Given the logistical difficulties involved, it's not surprising that terrorists have struck on land much more often than they've tried to strike at sea. Since the 1960s, there have been fewer than 200 maritime terror attacks worldwide, compared with over 10,000 terrorist incidents overall.
But there is now some concern among defense analysts that the rapid growth of piracy might lead to more terror at sea. “Similar forces allow piracy and maritime terrorism to flourish,” says Peter Chalk, a policy analyst with the RAND Corporation think tank. “The model of piracy could be mimicked by terrorists, including ransom demands.”
Chalk notes that piracy can weaken political systems by encouraging corruption among public officials. And it's clear that piracy has been used as a fundraising tool by some terrorists, including the Free Aceh Movement in Indonesia and the Tamil Tigers in Sri Lanka. The two-decade-long Tiger insurgency was defeated by the Sri Lankan government in May.
“In the last year, we have seen structures related to al Qaeda that are taking advantage of the lawlessness that exists in Somalia,” says Christina Gallach, a spokeswoman for the European Union.
As Gallach and others point out, however, there appears to be no credible evidence of a direct link between pirates off the Somali coast and terrorists. “We are working very firmly in the belief that there is no proven link between piracy and al Qaeda-type terrorism,” says Chris Trelawny, security chief of the International Maritime Organization. “What makes Somali piracy unique is that they are purely taking ships for kidnap and ransom.”
In fact, pirates and terrorists work at cross-purposes, suggests Daniel Sekulich, author of the 2009 book, Terror on the Seas: True Tales of Modern-Day Pirates.
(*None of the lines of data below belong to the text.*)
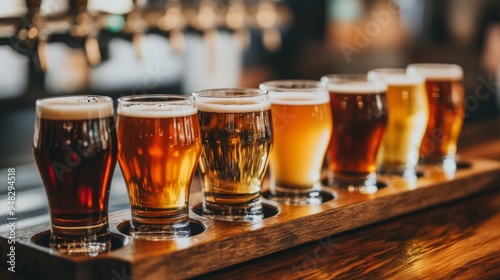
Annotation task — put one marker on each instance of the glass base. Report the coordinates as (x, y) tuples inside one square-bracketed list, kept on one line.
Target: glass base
[(294, 196), (355, 182), (446, 165), (160, 224), (81, 241), (408, 173), (160, 232), (234, 212)]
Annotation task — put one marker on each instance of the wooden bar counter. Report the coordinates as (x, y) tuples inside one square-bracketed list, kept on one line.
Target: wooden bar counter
[(457, 237)]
Pirates' tools are subterfuge and anonymity, while terrorists want, more than anything else, to attract attention for their deeds.
“Pirates and terrorists have diametrically opposed goals,” Sekulich says. “Pirates are seeking economic gain that comes from a steady supply of the world's shipping. They love all those container ships. Terrorists want to slow [or disrupt] shipping … for their own nefarious means.”
Still, both piracy and terror are dangers because of the vulnerable nature of ocean-going trade. Piracy is a reflection of the fact that the weakest link in world trade is the lone vessel at sea, which could also be hit by politically motivated attackers.
“We believe the division between piracy and terrorism is much more blurred than some people seek to argue,” says Andrew Linington, spokesman for the Nautilus International seafarers' union. “Certainly, our big worry is that a dozen guys in a fiberglass boat can take command of a ship like the Sirius Star, a massive vessel with millions of dollars of oil on board.
“We think that's an intolerable situation and should be sending huge warning signals out to governments about the fragility of safety at sea,” he continues.
The deadliest terror attack at sea occurred in 2004, when 116 people were killed in the bombing of the Philippine SuperFerry 14. The ferry was blown up by 16 sticks of dynamite hidden in a hollowed out television set by members of the Abu Sayyaf Islamist separatist group. Such attacks worry security officials because they areso cheap and easy to carry out. Planning for the bombing took only a couple of months and cost no more than $400t.
Marine terrorism is not new in the region of the world where piracy now dogs the shipping industry. In 2002, two suicide bombers attacked the oil tanker Limburg off Yemen, killing themselves and one crew member. The attack triggered a rise in the price of oil and area shipping insurance rates, causing a 93 percent drop in the container business at the Port of Aden.
The disproportionate impact of such terrorist attacks is why some worry about the potential for piracy to lead to increases in maritime terrorism. Some experts worry, for example, that a liquefied natural gas tanker could be hijacked and turned into a massive bomb.
“No matter how well-protected, every ship afloat — and this includes those that carry enough reactor fuel to build a few nuclear devices — is physically highly vulnerable,” writes maritime security consultant John Burnett.
A more likely scenario, though, is that terrorists could take over or blow up a ship along one of the major shipping chokepoints, such as the Strait of Hormuz or the Suez Canal, disrupting the flow of oil or other crucial cargo. “With deliberate preparation and the occasional well-placed attack, a few men with small boats can keep the navies churning for years,” writes journalist William Langewiesche in his 2004 book The Outlaw Sea.
“If terrorists like al Qaeda want to keep Western powers tied up, would it not be logical for them to open another front to get attention off Afghanistan and Pakistan?” asks Lee Willett, a British naval security expert.